= Hans Kossmann =

Canadian-Swiss ice hockey player (born 1962)

Hans Kossmann (born March 14, 1962) is a Canadian-Swiss professional ice hockey coach.

== Career ==
Born in Vancouver, British Columbia, Kossmann moved to Switzerland when he was 22 years of age. During his playing career, he spent time with several Swiss clubs, playing in the second-tier National League B (NLB) for Genève-Servette HC, EHC Bülach, SC Rapperswil-Jona and Lausanne HC. However, Kossmann never played in the Swiss top-flight National League A (NLA).

After putting an end to his playing days, he accepted the head coaching job at HC Ajoie in 1995, where he had spent his final season as a player. Kossmann parted ways with Ajoie in November 1996 and was hired by fellow NLB team SC Luzern in March 1997. He then joined the coaching staff of EHC Biel, serving as assistant coach from 1997 to 1999. In 1999-2000, he had a short assistant coach stint at HC Fribourg-Gottéron and then served as head coach of HC Sierre for some months.

From 2001 to 2008, Kossmann worked as assistant coach to Chris McSorley at Genève-Servette HC, helping lift the team from NLB to NLA in 2002. In 2008, McSorley and Kossmann guided Servette to the NLA finals.

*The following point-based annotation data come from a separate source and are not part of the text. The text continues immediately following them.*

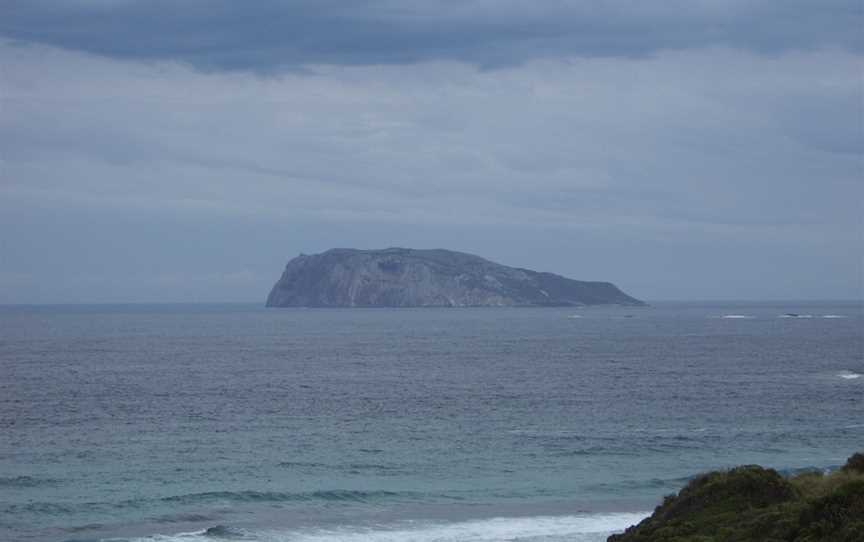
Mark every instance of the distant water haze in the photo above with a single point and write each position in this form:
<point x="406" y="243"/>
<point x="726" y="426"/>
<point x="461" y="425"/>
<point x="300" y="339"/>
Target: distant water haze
<point x="391" y="424"/>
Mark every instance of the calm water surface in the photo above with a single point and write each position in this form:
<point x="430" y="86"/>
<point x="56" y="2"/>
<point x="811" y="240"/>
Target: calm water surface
<point x="160" y="422"/>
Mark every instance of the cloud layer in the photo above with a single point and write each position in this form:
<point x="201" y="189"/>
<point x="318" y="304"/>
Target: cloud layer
<point x="722" y="163"/>
<point x="273" y="35"/>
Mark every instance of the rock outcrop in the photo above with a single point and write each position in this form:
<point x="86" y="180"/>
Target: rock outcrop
<point x="402" y="277"/>
<point x="753" y="504"/>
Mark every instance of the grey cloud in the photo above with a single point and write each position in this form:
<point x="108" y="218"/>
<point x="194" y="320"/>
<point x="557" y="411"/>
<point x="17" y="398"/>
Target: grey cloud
<point x="269" y="35"/>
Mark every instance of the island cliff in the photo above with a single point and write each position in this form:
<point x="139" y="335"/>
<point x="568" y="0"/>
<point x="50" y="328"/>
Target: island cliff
<point x="403" y="277"/>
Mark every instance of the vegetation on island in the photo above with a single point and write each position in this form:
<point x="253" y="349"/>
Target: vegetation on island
<point x="754" y="504"/>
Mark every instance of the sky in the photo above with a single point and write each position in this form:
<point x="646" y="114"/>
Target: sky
<point x="167" y="151"/>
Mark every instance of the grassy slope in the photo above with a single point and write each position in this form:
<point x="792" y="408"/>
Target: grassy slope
<point x="755" y="504"/>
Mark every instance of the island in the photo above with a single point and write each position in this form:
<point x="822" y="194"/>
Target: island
<point x="405" y="277"/>
<point x="755" y="504"/>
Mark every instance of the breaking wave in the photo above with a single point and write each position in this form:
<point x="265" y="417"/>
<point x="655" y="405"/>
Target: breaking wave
<point x="578" y="528"/>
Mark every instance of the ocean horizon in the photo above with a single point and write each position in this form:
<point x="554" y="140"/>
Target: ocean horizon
<point x="205" y="421"/>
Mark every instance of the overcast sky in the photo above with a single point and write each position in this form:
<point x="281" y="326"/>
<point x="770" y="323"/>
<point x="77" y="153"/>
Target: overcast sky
<point x="186" y="150"/>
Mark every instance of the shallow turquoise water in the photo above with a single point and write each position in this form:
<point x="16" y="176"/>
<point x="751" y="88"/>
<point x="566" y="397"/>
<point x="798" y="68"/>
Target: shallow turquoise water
<point x="431" y="424"/>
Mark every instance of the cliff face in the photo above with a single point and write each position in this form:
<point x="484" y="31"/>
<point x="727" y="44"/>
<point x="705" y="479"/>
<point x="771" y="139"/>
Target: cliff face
<point x="401" y="277"/>
<point x="753" y="504"/>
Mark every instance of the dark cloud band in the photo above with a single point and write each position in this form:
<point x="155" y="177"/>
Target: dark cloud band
<point x="271" y="35"/>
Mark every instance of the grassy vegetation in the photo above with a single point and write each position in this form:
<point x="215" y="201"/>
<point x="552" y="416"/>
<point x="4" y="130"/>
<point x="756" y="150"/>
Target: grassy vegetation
<point x="754" y="504"/>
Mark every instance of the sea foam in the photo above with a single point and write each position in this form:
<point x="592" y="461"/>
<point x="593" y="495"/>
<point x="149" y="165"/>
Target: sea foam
<point x="581" y="528"/>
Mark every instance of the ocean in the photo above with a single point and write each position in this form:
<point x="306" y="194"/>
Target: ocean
<point x="235" y="422"/>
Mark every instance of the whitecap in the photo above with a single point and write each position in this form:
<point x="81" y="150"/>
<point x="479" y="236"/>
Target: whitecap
<point x="575" y="528"/>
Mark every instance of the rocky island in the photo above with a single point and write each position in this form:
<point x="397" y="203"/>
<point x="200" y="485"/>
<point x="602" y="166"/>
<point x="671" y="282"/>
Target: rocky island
<point x="404" y="277"/>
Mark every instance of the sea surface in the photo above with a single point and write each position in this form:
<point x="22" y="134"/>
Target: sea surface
<point x="234" y="422"/>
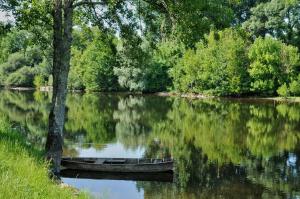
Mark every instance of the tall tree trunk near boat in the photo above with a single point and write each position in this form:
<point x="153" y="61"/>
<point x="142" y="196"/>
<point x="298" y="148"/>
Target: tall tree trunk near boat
<point x="62" y="40"/>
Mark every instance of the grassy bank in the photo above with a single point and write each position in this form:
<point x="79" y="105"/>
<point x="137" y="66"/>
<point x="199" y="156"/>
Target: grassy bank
<point x="23" y="172"/>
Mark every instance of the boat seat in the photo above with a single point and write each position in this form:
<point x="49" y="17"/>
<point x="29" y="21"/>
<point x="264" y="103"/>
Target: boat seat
<point x="114" y="161"/>
<point x="99" y="161"/>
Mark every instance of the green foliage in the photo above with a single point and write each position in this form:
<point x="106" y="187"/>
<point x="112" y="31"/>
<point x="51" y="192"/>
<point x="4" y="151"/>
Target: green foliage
<point x="272" y="63"/>
<point x="14" y="41"/>
<point x="283" y="90"/>
<point x="279" y="18"/>
<point x="30" y="180"/>
<point x="217" y="66"/>
<point x="93" y="66"/>
<point x="295" y="87"/>
<point x="38" y="81"/>
<point x="21" y="77"/>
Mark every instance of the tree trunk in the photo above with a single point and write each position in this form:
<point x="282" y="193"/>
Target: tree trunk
<point x="62" y="39"/>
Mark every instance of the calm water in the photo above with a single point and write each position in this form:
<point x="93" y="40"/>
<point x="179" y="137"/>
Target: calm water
<point x="223" y="148"/>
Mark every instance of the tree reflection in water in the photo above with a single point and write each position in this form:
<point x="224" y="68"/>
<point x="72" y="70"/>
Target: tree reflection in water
<point x="223" y="148"/>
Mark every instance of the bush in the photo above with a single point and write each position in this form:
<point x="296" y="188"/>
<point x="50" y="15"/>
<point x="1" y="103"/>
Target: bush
<point x="218" y="65"/>
<point x="38" y="81"/>
<point x="283" y="90"/>
<point x="273" y="63"/>
<point x="23" y="77"/>
<point x="92" y="68"/>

In 2008-09, Kossmann worked as an assistant coach for the championship-winning Lausanne HC in the NLB, followed by two years in the same position at NLA's SC Bern, where he contributed to winning the Swiss national championship in 2010.

In 2011, he was named head coach and general manager of HC Fribourg-Gottéron of the National League A, guiding the team to the playoff-semifinals his first year and to the NLA finals the following season. In 2013–14, Kossmann coached Fribourg-Gottéron to another semifinal-appearance. He was relieved of his duties in October 2014 having collected just eight points from the eleven opening fixtures of the 2014–15 campaign.

Kossmann was named head coach of NLA side HC Ambrì-Piotta in October 2015. He was sacked on January 30, 2017 after six straight losses and dropping to the bottom of the NLA table. On December 29, 2017, he took over the head coaching job at ZSC Lions, serving as a caretaker coach for the remainder of the 2017–18 season after the club had parted ways with Hans Wallson. Under Kossmann's guidance, the Lions won the 2018 Swiss championship, defeating Lugano 4-3 in the finals.

On October 23, 2018, he took over the head coaching job at Grizzlys Wolfsburg in the German DEL. He parted ways with the team at the end of the 2018–19 season. In late January 2020, Kossmann signed a contract as head coach of SC Bern for the remainder of the 2019–20 season.

== Personal life ==
Born in Vancouver, British Columbia, Kossmann grew up in Smithers, British Columbia. His father had left his home in Schaffhausen, Switzerland to move to Canada as a 23-year-old.